Tè, on en oublierait la défense de Barrès par Aragon. D'autant que cette dernière ne s'entendit pas dans le brouhaha de la salle des Sociétés savantes, qu'elle ne s'imprima pas plus qu'elle ne s'entendît, et qu'on s'en foutrait bien quoi qu'il en fût.
Par l'éminent Ribemont-Dessaignes, Barrès est voué aux gémonies en même temps que le tueur de petite fille Albert Soleilland, aliéné, abjecte, munitionnaire.
Une leçon teinté, en contrepoint, de toute l'esthétique dada.
Courts fragments délectables.

"Nous qui sommes ses ennemis lui reprochons ce crime : l'ordre. Et prêts à commettre n'importe quelle infamie plutôt que de laisser agir en paix, suivant le cours des Halles, l'héroïsme d'un tel champion de l'ordre, nous voulons au moins que vous reconnaissiez la figure de ce bourgeois en savates, ancien chimiste pour analyse d'urines libres, devenu escroc, adjudant civil, usurier de la défense nationale et dont on finira par dire qu'il a bien mérité de la Patrie.

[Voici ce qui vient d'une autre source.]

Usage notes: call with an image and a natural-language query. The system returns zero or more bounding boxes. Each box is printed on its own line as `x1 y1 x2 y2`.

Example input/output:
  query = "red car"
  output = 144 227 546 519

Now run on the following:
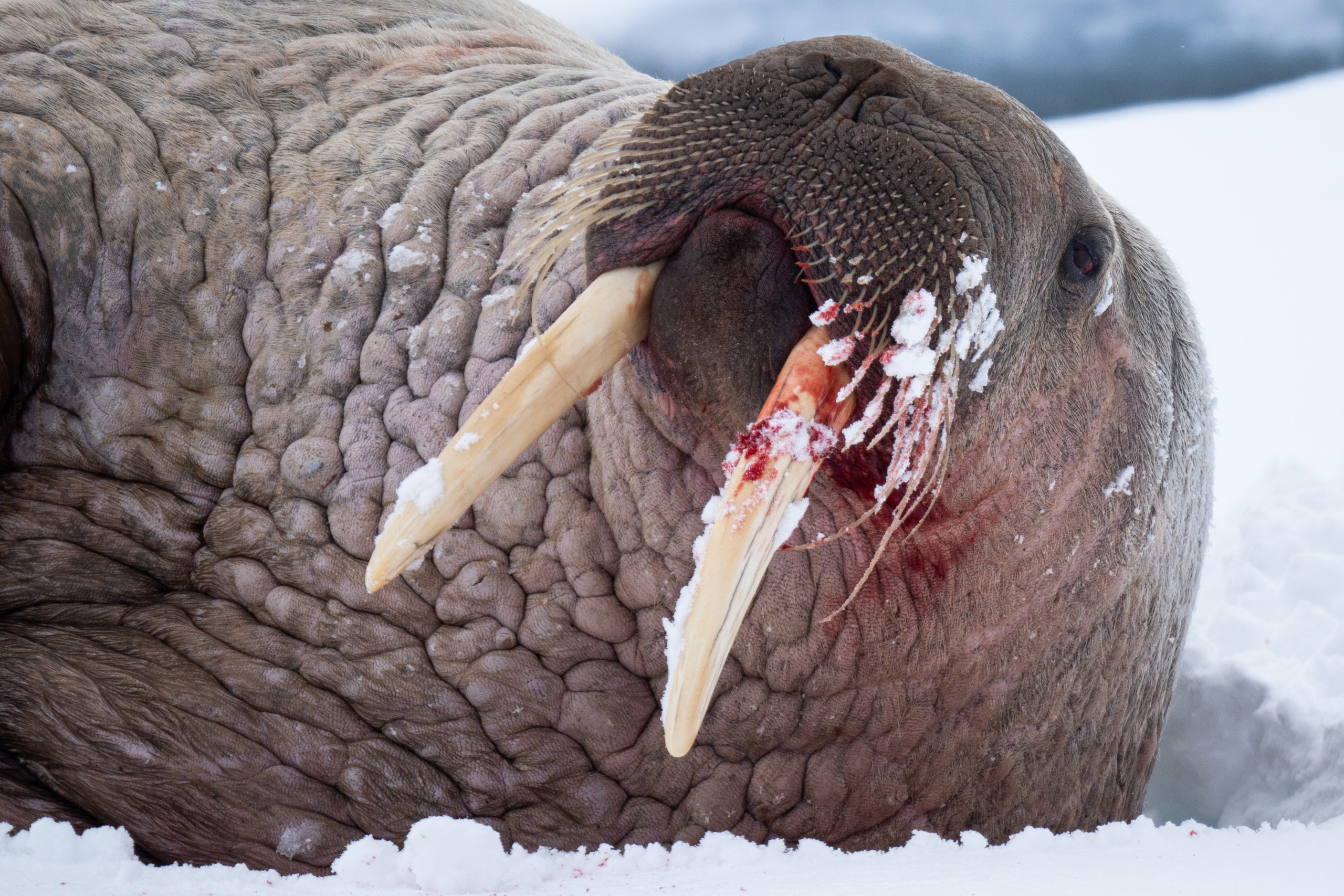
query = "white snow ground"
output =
8 72 1344 896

(...) Mais en Barrès il y a un vice plus direct que nous poursuivons et dont les manifestations patriotiques ne sont que l'épanouissement : c'est Barrès même. Et dans le Barrès des épanchements aux collégiens il y a le Barrès des champs de manoeuvre.

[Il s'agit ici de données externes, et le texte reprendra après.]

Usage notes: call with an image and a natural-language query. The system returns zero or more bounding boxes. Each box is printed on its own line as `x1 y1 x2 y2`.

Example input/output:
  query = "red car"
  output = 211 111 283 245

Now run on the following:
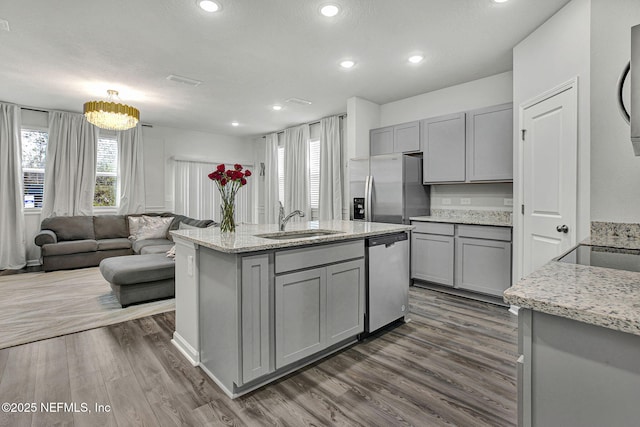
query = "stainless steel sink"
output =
256 230 343 240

(...) Mais que pense Dada de ces jolis objets, lui qui juge Barrès ? Messieurs, Dada ne pense pas, Dada ne pense rien. Il sait cependant ce qu'il ne pense pas : c'est-à-dire tout.


Rideau.

Georges RIBEMONT-DESSAIGNES Dada contre Barrès. Préface de Cl. M. — (Montrouge), Editions de l'Hallali, MCMXXI, "Cahiers antinationaux", 16 p.